The cameras were hers — part of a shared surveillance loop buried inside the private network of the Baines-Levitt Firm. A quiet merger was being negotiated there, one she’d let play out without intervention.

Until the name Hawthorne appeared on the docket.

Liam Hawthorne.

Hawthorne Holdings: Proposed Acquisition of Baines-Levitt Logistics, 51% stake, unleveraged cash.

Ava canceled her afternoon meetings.

She poured coffee, pulled up the boardroom feed, and leaned back as the room filled with suits and arrogance.

Liam walked in last.

No lawyers. No fanfare. Just him — jacket slung over one shoulder, black shirt, no tie. He looked like he didn’t care to impress anyone… and somehow dominated the room because of it.

Interesting, Ava thought.

The Baines-Levitt directors were older. Two wore smug expressions — the kind used on young men with ambition and no real leverage. The CFO launched into a five-minute speech about “long-standing partnerships” and “strategic hesitancy around minority control.”

Liam didn’t blink.

When the man finally stopped talking, Liam simply opened his briefcase and slid a file across the table.

“Here’s what I own,” he said. “Here’s what I’m buying.”

No bluster. No rebuttal. Just numbers.

Silence fell.

Ava leaned closer to the screen.

The file was brutal: Hawthorne Holdings had already locked down three of Baines-Levitt’s core distribution contracts. Quietly. Through third parties. And every future deal they’d forecasted for Q3 had been re-routed to Hawthorne subsidiaries.

“If you don’t sell,” Liam said flatly, “you bleed out by Christmas.”
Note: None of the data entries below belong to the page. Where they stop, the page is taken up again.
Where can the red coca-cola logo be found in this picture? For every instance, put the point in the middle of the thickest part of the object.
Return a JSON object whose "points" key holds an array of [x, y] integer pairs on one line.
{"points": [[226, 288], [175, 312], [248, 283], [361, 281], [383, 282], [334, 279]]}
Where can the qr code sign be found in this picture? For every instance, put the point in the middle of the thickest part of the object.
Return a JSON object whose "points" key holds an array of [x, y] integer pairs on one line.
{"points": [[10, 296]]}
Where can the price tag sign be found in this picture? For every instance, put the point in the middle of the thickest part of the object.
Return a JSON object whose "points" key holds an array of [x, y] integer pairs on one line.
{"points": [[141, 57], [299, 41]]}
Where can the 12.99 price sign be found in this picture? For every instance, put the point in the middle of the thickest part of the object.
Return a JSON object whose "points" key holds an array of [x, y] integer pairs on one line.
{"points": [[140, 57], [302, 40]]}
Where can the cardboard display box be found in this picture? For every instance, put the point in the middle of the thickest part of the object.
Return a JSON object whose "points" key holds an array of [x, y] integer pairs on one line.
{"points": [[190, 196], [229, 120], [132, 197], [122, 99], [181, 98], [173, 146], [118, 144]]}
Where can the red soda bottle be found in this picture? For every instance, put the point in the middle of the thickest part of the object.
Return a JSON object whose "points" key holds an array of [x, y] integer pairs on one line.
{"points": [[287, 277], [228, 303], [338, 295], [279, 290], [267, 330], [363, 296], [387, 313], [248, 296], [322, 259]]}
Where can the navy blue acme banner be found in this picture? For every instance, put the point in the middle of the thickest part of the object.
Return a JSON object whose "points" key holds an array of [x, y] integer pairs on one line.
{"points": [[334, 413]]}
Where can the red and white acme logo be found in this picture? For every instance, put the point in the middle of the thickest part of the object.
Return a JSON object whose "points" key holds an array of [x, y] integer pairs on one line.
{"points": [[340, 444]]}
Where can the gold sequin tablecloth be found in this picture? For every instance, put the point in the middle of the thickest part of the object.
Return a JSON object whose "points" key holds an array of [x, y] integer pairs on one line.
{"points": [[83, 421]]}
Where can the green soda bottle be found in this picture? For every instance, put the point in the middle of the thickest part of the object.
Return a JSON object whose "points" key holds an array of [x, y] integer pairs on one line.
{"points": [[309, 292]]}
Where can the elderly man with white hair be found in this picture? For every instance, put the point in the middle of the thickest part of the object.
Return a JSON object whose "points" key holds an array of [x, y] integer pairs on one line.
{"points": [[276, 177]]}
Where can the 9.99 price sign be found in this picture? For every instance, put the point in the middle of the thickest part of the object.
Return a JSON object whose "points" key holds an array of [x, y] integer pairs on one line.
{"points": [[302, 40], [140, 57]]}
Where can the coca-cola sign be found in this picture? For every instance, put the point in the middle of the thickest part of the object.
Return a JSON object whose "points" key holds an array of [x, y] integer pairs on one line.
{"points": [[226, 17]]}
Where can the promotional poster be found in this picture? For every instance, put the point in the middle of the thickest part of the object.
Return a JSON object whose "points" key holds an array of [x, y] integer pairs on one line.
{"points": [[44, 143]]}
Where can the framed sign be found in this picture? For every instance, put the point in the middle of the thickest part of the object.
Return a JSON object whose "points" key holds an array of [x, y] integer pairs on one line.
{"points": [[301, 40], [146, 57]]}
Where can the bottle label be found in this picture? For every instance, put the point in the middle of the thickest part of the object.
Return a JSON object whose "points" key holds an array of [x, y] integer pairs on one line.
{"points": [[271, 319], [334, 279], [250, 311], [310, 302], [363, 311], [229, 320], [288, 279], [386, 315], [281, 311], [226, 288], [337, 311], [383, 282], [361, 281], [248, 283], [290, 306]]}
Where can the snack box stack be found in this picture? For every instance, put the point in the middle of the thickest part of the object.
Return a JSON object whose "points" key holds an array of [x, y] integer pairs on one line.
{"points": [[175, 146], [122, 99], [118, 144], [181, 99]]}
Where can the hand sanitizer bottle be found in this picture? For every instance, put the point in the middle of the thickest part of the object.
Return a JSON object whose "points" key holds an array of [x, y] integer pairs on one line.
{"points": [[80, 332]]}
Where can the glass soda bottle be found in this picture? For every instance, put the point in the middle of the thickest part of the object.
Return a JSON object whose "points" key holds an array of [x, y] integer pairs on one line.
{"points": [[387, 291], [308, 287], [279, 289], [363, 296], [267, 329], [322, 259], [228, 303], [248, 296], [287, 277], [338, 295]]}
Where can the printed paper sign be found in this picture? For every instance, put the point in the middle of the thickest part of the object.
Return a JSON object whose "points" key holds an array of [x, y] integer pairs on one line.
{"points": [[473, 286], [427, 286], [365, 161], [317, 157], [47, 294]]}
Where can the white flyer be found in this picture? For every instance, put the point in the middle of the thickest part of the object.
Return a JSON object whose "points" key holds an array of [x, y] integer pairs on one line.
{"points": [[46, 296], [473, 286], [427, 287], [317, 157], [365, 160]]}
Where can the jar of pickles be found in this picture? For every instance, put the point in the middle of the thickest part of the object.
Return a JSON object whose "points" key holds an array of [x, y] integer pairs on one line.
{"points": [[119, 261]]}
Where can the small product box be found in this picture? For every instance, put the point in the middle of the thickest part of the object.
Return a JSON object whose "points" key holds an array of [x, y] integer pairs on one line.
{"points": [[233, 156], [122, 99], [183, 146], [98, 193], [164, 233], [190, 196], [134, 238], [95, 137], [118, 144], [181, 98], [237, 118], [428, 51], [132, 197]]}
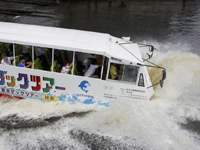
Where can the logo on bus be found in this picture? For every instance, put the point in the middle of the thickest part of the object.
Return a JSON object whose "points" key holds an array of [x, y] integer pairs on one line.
{"points": [[83, 85]]}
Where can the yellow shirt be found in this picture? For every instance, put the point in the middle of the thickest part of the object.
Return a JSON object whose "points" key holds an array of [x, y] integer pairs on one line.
{"points": [[113, 71]]}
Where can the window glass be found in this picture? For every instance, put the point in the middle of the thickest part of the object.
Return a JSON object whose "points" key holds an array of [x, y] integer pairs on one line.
{"points": [[141, 80], [123, 73], [130, 73]]}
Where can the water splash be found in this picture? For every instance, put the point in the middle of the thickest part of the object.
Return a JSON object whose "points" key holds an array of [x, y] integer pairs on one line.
{"points": [[125, 124]]}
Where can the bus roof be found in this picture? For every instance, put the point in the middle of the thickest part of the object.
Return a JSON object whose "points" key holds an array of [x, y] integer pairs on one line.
{"points": [[65, 39]]}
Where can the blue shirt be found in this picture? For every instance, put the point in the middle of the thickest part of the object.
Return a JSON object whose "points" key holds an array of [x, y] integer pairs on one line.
{"points": [[21, 65]]}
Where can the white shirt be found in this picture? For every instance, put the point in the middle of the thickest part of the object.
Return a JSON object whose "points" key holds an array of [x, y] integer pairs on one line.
{"points": [[39, 51], [25, 49], [65, 70], [91, 70], [8, 62]]}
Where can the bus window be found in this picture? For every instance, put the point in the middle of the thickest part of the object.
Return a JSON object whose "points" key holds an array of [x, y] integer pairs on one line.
{"points": [[141, 80], [123, 73], [130, 73]]}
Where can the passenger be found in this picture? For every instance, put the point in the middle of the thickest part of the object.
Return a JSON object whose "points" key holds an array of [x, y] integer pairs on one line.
{"points": [[92, 68], [25, 52], [66, 67], [7, 60], [40, 53], [23, 63], [113, 72]]}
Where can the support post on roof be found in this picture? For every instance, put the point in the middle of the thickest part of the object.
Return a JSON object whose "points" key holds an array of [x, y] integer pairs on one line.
{"points": [[110, 3], [102, 67], [52, 60], [14, 52], [108, 70], [123, 74], [33, 56], [73, 63]]}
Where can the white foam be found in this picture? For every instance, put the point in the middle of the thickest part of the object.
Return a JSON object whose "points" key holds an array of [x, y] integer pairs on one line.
{"points": [[152, 124]]}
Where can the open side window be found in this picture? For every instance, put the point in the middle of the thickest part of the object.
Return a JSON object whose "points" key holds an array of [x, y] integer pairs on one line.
{"points": [[141, 80], [123, 73]]}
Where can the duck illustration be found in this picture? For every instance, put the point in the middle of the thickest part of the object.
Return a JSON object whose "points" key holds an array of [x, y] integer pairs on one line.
{"points": [[83, 85]]}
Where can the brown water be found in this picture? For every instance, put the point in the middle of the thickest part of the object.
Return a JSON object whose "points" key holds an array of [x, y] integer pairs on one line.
{"points": [[169, 121]]}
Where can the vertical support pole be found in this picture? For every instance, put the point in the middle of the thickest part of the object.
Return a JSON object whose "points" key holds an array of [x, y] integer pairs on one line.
{"points": [[123, 3], [14, 53], [102, 67], [33, 52], [110, 3], [73, 63], [52, 60], [123, 73], [96, 1], [88, 3], [108, 70]]}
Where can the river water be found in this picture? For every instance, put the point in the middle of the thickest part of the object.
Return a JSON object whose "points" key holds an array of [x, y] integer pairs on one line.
{"points": [[169, 121]]}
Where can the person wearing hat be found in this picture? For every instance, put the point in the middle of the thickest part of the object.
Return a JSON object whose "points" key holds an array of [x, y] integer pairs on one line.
{"points": [[23, 63], [7, 60]]}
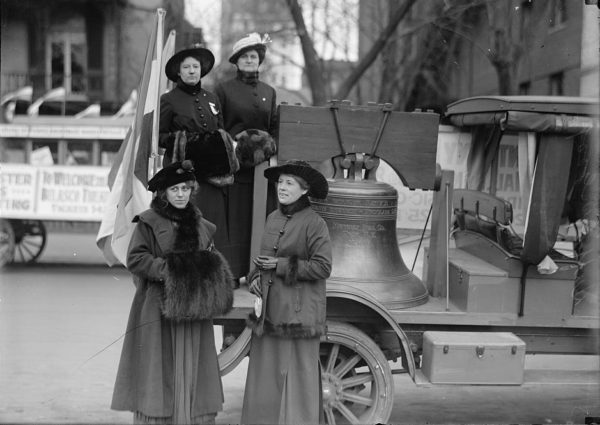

The CEO shifted uncomfortably. One of the board members, a sharp woman in red, looked at Liam with new interest.

“And if we do?”

“You profit. And I keep you alive long enough to stay relevant.”

Ava smirked. Now that’s language I understand.

He wasn’t asking permission.

He was offering mercy.

Within twenty minutes, the deal was signed.

No one raised their voice. No one grandstanded. Liam stood, shook one hand, and walked out like he’d just bought gum at a corner store.

Ava closed the feed.

“You’re very good, Mr. Hawthorne,” she murmured, eyes glittering.

“But I’m better. Far better.”

She could never admit that someone was better than she. Because she believed no one was, no matter how good they were.

Still — she admired the efficiency. The calm. The terrifying precision.

He didn’t posture like a wolf. He didn’t bluff like a poker player.

He moved like a ghost with a scalpel.

And she’d always had a thing for monsters who knew how to wear suits.

Her interest was piqued and she was intrigued.

And now, two weeks later, Ava wore white satin and walked straight into the Reign Gala.

Because if Liam Hawthorne could bring the Montgomery empire to its knees without a whisper.

Then she needed to know what he might do with her at his side.